Başbakan yıkmak isteği parka gelmek istiyormuş

22 Tem 2013
Dün (21 Temmuz) AKP İstanbul İl Örgütü’nün düzenlediği iftar yemeğinde konuşan Erdogan birgün Gezi Parkı’na gitmek istediğini söyledi. Hayat nelere kadir!
 
Son günlerde ezberlediği tekerlemeleri ardı ardına tekrar ederek konuşma yapan Erdoğan her konuşmasında dikkatleri çekecek çıkışlar yapmayı da ihmal etmiyor. İftar yemeğinde yaptığı konuşmayı da bu kurallara uygun olarak gerçekleştiren Tayyip uzun uzun şu meşhur demokrasi ve çoğunluk, azınlık tartışmalarını içeren veciz bölümü yine ne kadar çok ve büyük icraatlar yaptıklarını anlatarak tamamladı. Konuşmasının sonuna doğru da bir türlü akıllanmadığını gösterircesine dereleri esaret altına alan HES projelerini savundu. 
 
Emperyalistlerin taşeronu olduğunu gizleyemezsin
Gezi Parkı’nda kesilen dört ağaç yüzünden bu kadar olayın çıkmasını anlayamadığını da belirtmeyi ihmal etmedi. “Bu olaylar ne diye başladı? 4 tane ağaç diye başladı. Böyle bir şey var mı? 4 kesilir, 40 dikilir. Kaldı ki bu iktidar bu konuda kimsenin yarışamayacağı bir iktidar. Kimse bu konuda bizimle aşık atamaz.” diyen Erdoğan olayları yine ülkenin güçlenmesini istemeyen emperyal güçlerle işbirliği yapan hain terör örgütlerinin çıkardığını vurguladı. Böylece kendisine karşı harekete geçen ve “Hükümet istifa” diye haykıran halkın taleplerini yalnızca Gezi Parkı’na sıkıştırmaya da gayret ediyor. 
 
Kimsenin yaşam tarzına karışmıyorlarmış!
Başka ünlü konuşmalarından da bildiğimiz kadarıyla oldukça duygulu olan başbakan “Ben üzülüyorum.
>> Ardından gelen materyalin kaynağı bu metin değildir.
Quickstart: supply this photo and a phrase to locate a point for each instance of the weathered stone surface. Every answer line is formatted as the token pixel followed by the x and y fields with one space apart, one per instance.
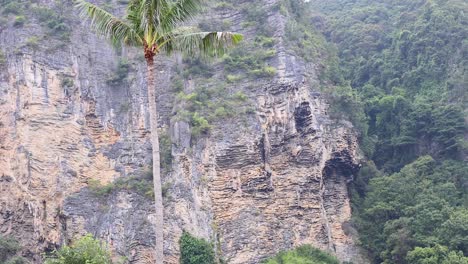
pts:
pixel 256 185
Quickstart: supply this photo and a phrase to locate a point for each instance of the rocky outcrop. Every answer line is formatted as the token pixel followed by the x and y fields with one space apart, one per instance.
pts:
pixel 256 185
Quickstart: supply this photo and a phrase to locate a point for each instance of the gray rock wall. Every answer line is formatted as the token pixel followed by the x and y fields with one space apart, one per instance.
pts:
pixel 257 184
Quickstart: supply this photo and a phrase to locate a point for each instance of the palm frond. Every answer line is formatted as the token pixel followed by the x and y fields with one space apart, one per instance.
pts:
pixel 150 14
pixel 108 25
pixel 200 43
pixel 179 12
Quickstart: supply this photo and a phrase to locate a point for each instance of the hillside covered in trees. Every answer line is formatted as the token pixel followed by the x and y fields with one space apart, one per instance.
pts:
pixel 257 157
pixel 400 74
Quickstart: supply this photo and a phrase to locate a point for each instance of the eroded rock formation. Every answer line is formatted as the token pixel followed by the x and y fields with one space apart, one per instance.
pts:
pixel 255 185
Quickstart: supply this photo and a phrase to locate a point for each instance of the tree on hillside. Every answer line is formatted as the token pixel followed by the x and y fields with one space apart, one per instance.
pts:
pixel 85 250
pixel 155 26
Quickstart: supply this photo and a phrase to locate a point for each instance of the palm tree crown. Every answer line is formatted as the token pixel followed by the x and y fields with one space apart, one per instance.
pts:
pixel 158 25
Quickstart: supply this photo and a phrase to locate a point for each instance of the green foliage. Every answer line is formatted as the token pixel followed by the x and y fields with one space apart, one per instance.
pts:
pixel 8 248
pixel 165 147
pixel 141 184
pixel 436 255
pixel 418 207
pixel 32 42
pixel 54 19
pixel 121 73
pixel 207 104
pixel 12 7
pixel 19 21
pixel 2 58
pixel 404 63
pixel 67 82
pixel 398 74
pixel 195 251
pixel 303 255
pixel 86 250
pixel 253 62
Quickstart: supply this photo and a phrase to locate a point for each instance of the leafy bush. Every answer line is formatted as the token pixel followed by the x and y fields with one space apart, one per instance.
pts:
pixel 121 73
pixel 138 184
pixel 195 251
pixel 54 20
pixel 418 207
pixel 303 255
pixel 85 250
pixel 19 21
pixel 2 58
pixel 8 248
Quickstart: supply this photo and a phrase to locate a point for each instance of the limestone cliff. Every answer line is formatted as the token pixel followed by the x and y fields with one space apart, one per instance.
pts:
pixel 255 185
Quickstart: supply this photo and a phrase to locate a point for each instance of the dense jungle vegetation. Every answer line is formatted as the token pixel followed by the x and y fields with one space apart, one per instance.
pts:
pixel 399 73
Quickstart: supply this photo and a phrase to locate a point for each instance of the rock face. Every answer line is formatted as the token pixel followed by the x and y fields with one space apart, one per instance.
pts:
pixel 255 185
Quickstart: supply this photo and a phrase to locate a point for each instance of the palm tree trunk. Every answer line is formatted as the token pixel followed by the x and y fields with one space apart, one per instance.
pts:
pixel 156 161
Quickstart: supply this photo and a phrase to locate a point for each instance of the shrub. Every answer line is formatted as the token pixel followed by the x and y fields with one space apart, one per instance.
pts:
pixel 195 251
pixel 304 254
pixel 199 125
pixel 19 21
pixel 13 8
pixel 2 58
pixel 98 189
pixel 85 250
pixel 8 247
pixel 121 73
pixel 32 42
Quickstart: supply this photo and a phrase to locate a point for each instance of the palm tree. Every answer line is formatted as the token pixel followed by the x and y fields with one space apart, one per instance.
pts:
pixel 156 26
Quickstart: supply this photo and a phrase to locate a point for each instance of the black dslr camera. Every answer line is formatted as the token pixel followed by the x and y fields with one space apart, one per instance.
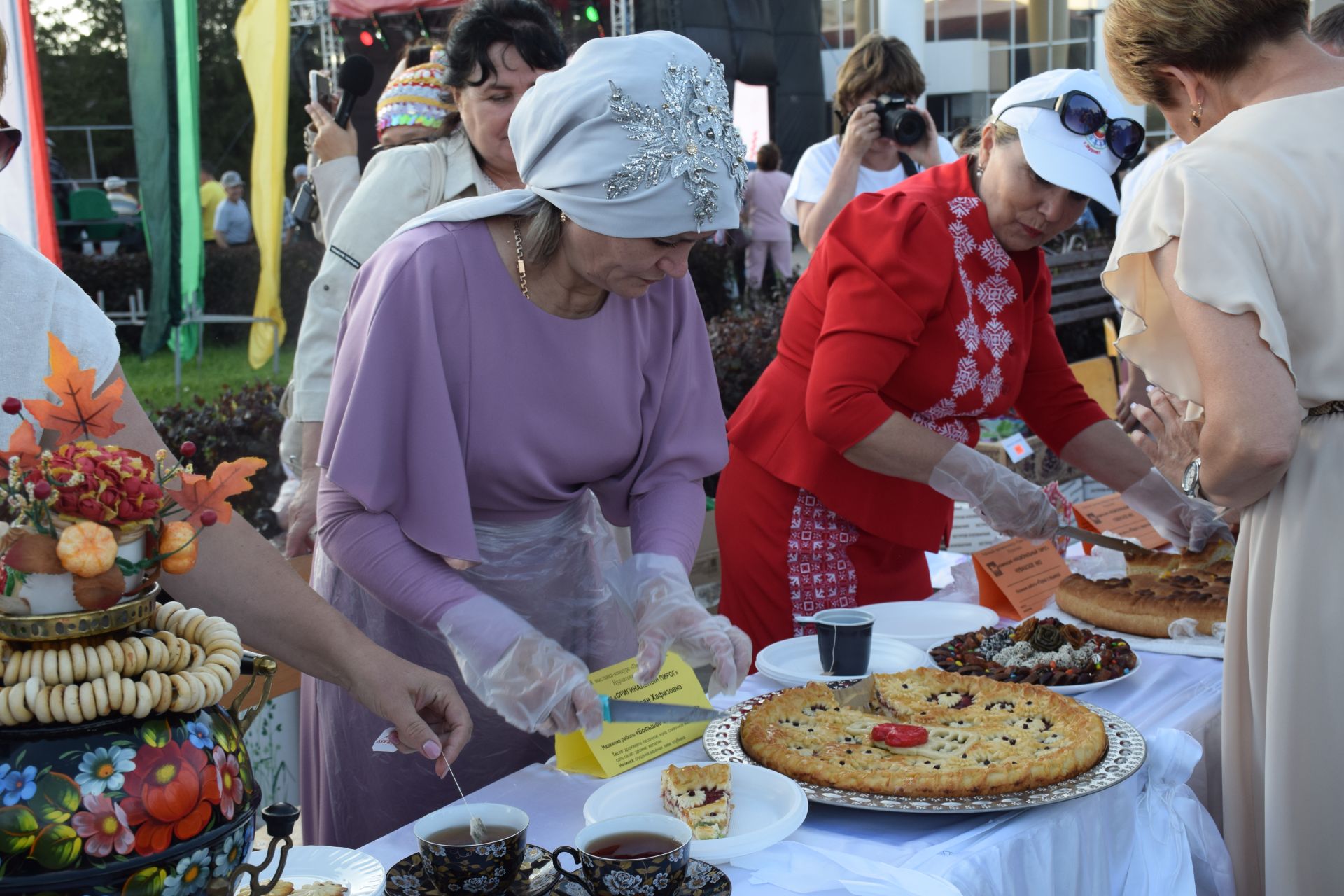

Niye üzülüyorum biliyor musunuz? ‘Bizim yaşam tarzımıza karışılıyor’ diyorlar. Biz kimin yaşam tarzına karıştık?” ifadeleriyle de aklımıza hakaret etmeyi unutmuyor. Zorunlu din dersleri yetmezmiş gibi ilave din dersleriyle Alevileri ve inanmayanları abluka altına alan, içki yasağıyla, Beyoğlu’ndaki esnafın masa ve sandalyelerini zorla kaldırmayla IV. Murat dönemini hatırlatan, kürtaj yasağı çalışmalarıyla kadınların bedeni üzerinde hak iddia eden kendisi değilmiş gibi davranıyor.
 
"Bu daha başlangıç ..."
Halk hareketinin yavaşlaması üzerine rahat bir nefes alan Erdoğan yine de birçok alanda birden yaşadığı kayıpları öfkeli diktatör ağızları ile kapatmaya çalışıyor. Oysa anayasa ile ilgili “gelin anlaştığımız konuları bari geçirelim” çağrısının yanıtsız kaldığından şikayet ederken bu konuşmasında bir de başkanlık rejiminden de vazgeçebileceğini söylüyor: “Tutturmuşlar başkanlık sisteminden vazgeçin. Ne olacak vazgeçersek? Bu bizim kırmızı çizgimiz değil. Bizim teklif getirme hakkımız yok mu? Bu konu da burada tartışılsın diyoruz."
 
ODTÜ’ye nasıl girdiysen öyle girersin ancak
Konuşmanın önemli çıkışlarından birini de Gezi Parkı ile ilgili yapan Tayyip sanki düne kadar orayı yıkmak isteyen kendisi değilmiş gibi “Ben de dün Üsküdar’da bir parktaydım. 1,5 saat sohbet ettim, çay içtik, kuruyemiş ikram ettiler. Yakında da Gezi Parkı’nda yaparız. Gençliğimiz orada geçti.” dedi. Tabii akıllara hemen başbakanın ODTÜ’ye girişi ve yaşanan olaylar geliyor. 
 
Ha şunu bileydin!
Başbakan son olarak önemli bir gerçeğe değinerek konuşmasını tamamladı. Hepimiz 2 metreküplük mezara gideceğiz. Adama sorarlar ‘bu kavga ne diye’.” Tabi bu ifadeleri başta kendisinin ve en yakın çevresinin olmak üzere bütün yandaşlarının servetlerine servet katan bir başbakandan duymak oldukça komik durdu. Ama yine de şunu sormak lazım başbakana: “2 metreküpçük bir çukura oğlunun gemiciğini nasıl sığdıracaksınız?”